Like weather and climate satellites that are used to measure the amount of water vapor and carbon dioxide in Earth’s atmosphere, scientists can use spectrometers and telescopes, like IGRINS on Gemini South, to measure the amounts of different gases on other planets. In this case, they used IGRINS to measure both carbon, via carbon monoxide, and oxygen, via water, on WASP-77Ab.
Rauscher specializes in the technique the team used to measure carbon and oxygen in the planet’s atmosphere. The technique reads the spectra of these gases in order to determine what they are.
“The fundamental problem when you’re trying to measure the property of these planets is they sit so close to their star, are so far away and are so much dimmer than their star,” she said. “Because of this, you can’t make an image and see the planet separately.”
Instead, the technique uses the Doppler effect to measure the planet’s atmosphere. The Doppler effect occurs when a planet is moving away from or toward an observer. When the planet moves toward the observer, the wavelengths of its light become shorter. When it moves away from the observer, the wavelengths become stretched. These Doppler-shifted wavelengths allow the astronomers to separate the light coming from the planet from the light emitted by its star.
To do this, the researchers needed a very high resolution spectrum, which they obtained from IGRINS on Gemini South. And with clear measurements of both water and carbon monoxide in the atmosphere of WASP-77Ab, the team was then able to estimate the relative amounts of oxygen and carbon in the exoplanet’s atmosphere.
“The reason I’m so excited about this technique is because my particular specialty is the three-dimensional modeling of planet atmospheres,” Rauscher said. “With this technique, what you’re fundamentally measuring is the velocity, the motion of the planet. The atmosphere itself is also in motion, and so at the bleeding edge of what this technique can do is that you can measure the winds and rotation rates of the planet’s atmosphere as well.”

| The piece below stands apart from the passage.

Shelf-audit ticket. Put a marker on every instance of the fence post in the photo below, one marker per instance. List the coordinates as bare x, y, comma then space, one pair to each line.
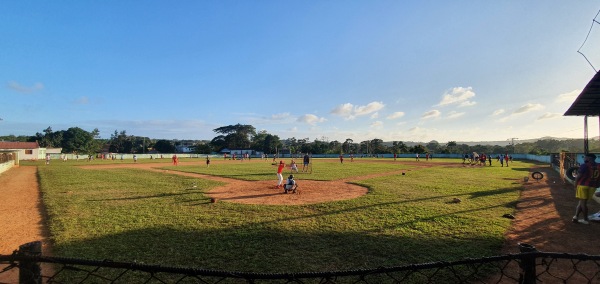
528, 273
30, 272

Obtaining ultra-precise gas abundances in exoplanet atmospheres is not only an important technical achievement, especially with a ground-based telescope, it may also help scientists look for life on other planets.

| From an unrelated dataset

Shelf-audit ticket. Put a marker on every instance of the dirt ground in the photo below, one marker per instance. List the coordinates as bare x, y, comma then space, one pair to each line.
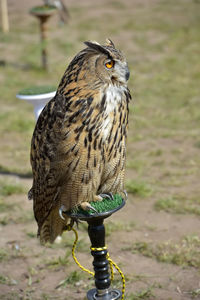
163, 136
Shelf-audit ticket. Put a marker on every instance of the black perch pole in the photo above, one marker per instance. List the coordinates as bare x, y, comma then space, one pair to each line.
96, 232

“This work represents a pathfinder demonstration for how we will ultimately measure biosignature gases like oxygen and methane in potentially habitable worlds in the not too distant future,” Line said.
The research team also includes Joseph Zalesky, Evgenya Shkolnik, Jennifer Patience and Peter Smith of ASU’s School of Earth and Space Exploration; Matteo Brogi and Siddharth Gandhi of the University of Warwick (U.K.); Jacob Bean and Megan Mansfield of the University of Chicago; Vivien Parmentier and Joost Wardenier of the University of Oxford (U.K.); Gregory Mace of the University of Texas; Eliza Kempton of the University of Maryland; Jonathan Fortney of the University of California, Santa Cruz; and Jean-Michel Desert of the University of Amsterdam.